Venezuela fue el primer país que Fidel Castro visitó luego del triunfo de la revolución cubana en enero de 1959. También fue el país latinoamericano en el cual ese acontecimiento tuvo el mayor impacto emocional. 40 años después fue la tabla de salvación del castrismo, pero hoy puede ser el sitio de su sepultura, por obra y gracia del mal cálculo de los hermanos Castro al señalar a Nicolás Maduro como heredero y sucesor de Hugo Chávez.

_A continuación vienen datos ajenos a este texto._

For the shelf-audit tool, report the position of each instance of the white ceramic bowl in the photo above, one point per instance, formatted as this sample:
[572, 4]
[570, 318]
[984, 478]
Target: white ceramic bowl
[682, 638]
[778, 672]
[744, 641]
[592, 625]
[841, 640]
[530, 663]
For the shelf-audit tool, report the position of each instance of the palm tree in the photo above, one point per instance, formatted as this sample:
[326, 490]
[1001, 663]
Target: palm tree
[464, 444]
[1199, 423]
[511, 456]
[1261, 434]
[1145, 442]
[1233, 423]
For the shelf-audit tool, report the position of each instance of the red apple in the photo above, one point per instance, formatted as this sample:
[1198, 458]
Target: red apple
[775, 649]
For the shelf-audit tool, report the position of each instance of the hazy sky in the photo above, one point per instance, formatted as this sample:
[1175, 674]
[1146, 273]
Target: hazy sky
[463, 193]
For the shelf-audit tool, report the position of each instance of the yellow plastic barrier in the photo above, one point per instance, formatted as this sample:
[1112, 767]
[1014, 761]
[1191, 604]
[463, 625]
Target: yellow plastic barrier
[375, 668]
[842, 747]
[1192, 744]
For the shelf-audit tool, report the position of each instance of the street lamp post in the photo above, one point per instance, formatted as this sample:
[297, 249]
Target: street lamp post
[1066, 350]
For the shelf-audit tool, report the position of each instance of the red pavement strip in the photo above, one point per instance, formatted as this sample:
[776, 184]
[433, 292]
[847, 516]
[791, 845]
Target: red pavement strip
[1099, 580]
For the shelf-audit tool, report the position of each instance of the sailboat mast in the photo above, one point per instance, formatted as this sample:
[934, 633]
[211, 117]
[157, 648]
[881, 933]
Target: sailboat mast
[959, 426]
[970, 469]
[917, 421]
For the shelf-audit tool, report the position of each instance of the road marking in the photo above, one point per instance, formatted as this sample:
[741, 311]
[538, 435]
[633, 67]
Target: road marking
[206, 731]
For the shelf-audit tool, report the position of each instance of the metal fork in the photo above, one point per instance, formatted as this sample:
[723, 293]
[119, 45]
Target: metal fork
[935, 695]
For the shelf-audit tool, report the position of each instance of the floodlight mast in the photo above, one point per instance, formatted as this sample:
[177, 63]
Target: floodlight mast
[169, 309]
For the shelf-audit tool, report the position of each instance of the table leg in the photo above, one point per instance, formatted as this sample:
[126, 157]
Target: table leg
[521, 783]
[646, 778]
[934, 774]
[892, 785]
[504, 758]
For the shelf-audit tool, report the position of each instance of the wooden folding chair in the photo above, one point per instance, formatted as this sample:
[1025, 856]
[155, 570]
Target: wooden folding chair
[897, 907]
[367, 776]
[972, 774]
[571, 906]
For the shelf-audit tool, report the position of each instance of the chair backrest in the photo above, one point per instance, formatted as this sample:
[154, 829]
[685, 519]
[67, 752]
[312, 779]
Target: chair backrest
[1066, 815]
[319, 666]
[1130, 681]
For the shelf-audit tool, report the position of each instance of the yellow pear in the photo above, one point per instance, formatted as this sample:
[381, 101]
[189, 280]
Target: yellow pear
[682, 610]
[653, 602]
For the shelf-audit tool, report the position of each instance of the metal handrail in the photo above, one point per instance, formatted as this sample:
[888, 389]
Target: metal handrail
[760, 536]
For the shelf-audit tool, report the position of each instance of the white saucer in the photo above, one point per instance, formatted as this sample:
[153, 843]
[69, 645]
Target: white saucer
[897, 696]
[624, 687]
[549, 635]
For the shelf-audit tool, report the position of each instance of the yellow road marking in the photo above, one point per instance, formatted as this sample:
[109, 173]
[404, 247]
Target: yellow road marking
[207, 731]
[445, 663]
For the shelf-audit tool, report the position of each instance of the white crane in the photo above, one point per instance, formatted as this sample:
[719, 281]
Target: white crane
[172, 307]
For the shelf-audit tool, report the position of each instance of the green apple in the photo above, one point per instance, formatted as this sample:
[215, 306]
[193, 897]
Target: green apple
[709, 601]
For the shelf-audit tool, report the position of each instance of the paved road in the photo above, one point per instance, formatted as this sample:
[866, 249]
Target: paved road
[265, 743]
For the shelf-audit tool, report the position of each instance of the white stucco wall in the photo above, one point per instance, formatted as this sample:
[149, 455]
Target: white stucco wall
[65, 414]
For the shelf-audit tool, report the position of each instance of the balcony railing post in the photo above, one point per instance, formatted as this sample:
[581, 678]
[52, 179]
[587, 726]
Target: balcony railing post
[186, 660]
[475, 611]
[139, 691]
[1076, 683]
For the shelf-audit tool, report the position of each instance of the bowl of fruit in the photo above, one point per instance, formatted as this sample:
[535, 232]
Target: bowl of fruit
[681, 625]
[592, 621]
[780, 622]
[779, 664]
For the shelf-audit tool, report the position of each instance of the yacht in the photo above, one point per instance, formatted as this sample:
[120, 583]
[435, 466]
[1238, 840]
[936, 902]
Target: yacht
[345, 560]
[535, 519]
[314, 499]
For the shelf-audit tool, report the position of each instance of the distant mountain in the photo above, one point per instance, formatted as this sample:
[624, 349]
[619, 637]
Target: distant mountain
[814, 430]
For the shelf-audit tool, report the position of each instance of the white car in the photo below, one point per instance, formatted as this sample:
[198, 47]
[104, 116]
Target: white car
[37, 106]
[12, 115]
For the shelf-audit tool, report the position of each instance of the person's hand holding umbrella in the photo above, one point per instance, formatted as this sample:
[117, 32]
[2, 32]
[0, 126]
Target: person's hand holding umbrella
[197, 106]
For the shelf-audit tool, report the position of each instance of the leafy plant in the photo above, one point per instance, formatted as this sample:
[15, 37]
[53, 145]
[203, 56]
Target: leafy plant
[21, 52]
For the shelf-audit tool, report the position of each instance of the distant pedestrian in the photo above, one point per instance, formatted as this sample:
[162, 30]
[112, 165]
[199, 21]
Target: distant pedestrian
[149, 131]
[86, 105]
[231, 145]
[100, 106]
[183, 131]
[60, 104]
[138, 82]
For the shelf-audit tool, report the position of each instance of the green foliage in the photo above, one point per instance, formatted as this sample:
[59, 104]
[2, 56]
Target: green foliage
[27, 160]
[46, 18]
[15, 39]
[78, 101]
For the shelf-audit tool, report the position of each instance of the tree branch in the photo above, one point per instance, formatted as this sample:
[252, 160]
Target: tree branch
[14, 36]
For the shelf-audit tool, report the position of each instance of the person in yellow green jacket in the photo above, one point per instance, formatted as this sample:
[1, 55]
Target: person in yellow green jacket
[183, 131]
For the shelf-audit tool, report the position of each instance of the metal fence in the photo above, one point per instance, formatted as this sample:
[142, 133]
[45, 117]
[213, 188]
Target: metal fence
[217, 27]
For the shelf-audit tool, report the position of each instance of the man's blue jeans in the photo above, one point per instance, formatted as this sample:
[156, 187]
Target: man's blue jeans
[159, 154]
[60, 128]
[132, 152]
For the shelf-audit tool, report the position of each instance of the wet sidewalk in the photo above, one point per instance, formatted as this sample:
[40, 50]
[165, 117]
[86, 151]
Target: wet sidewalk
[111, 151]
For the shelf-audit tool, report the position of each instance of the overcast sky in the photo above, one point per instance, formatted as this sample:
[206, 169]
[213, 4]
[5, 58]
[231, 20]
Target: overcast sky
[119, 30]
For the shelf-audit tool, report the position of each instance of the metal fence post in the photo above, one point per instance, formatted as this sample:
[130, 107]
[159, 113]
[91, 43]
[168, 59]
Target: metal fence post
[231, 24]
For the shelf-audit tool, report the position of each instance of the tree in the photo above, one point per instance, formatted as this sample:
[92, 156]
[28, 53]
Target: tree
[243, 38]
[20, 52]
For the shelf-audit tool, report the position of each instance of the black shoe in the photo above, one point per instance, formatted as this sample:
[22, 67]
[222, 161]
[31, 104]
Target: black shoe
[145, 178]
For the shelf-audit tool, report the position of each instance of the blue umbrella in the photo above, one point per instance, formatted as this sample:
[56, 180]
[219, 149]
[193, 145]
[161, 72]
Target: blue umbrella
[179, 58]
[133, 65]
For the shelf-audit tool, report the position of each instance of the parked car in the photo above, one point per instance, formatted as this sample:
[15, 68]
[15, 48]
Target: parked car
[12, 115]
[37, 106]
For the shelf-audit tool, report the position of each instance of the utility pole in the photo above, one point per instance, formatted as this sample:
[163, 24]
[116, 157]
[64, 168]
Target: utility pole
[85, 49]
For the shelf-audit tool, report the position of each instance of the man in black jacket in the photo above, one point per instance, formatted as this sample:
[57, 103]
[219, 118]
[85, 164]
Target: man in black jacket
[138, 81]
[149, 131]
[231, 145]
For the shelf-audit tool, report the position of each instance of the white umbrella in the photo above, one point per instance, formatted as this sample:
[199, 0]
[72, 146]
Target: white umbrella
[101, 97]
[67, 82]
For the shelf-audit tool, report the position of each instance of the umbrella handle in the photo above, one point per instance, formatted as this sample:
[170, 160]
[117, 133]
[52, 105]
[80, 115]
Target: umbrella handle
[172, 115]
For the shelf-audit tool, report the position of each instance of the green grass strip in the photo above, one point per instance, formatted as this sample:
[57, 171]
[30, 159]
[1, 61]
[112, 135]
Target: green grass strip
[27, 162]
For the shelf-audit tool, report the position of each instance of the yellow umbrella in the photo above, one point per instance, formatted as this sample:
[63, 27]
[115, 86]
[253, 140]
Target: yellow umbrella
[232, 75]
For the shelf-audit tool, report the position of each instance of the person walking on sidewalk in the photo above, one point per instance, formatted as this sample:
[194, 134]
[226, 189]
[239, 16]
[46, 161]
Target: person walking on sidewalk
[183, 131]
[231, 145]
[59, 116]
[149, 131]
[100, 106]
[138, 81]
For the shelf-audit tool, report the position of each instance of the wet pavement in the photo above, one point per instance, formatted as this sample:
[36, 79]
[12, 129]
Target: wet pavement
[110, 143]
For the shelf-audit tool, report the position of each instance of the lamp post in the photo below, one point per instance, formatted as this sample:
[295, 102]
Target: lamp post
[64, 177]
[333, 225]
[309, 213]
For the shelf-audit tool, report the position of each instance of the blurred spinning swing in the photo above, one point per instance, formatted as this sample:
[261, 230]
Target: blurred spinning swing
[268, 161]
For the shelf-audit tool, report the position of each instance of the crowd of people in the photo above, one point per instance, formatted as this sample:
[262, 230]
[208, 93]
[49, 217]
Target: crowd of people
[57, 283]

En Pekín y Moscú no faltan los deseos de propinarle una derrota a Donald Trump en “su patio trasero”. Pero ello no parece posible, porque intentar eso, es decir, intentar salvar al régimen de Nicolás Maduro, sale muy caro y a estas alturas no vale la pena.
Si la Venezuela de hoy fuera un país razonablemente próspero, o al menos lo fuera su industria petrolera, con una producción de 5 o 6 millones de barriles por día (y con el impacto que eso conllevaría en el mercado mundial de hidrocarburos) la historia sería otra. Rusia y China contarían con un aliado autoritario en el Caribe. Tal vez al nivel de Turquía. Y no con un arruinado candidato a satélite.
El poder geopolítico del régimen chavista era directamente proporcional a la producción o al precio del petróleo. Hoy no tiene ni lo uno, ni lo otro.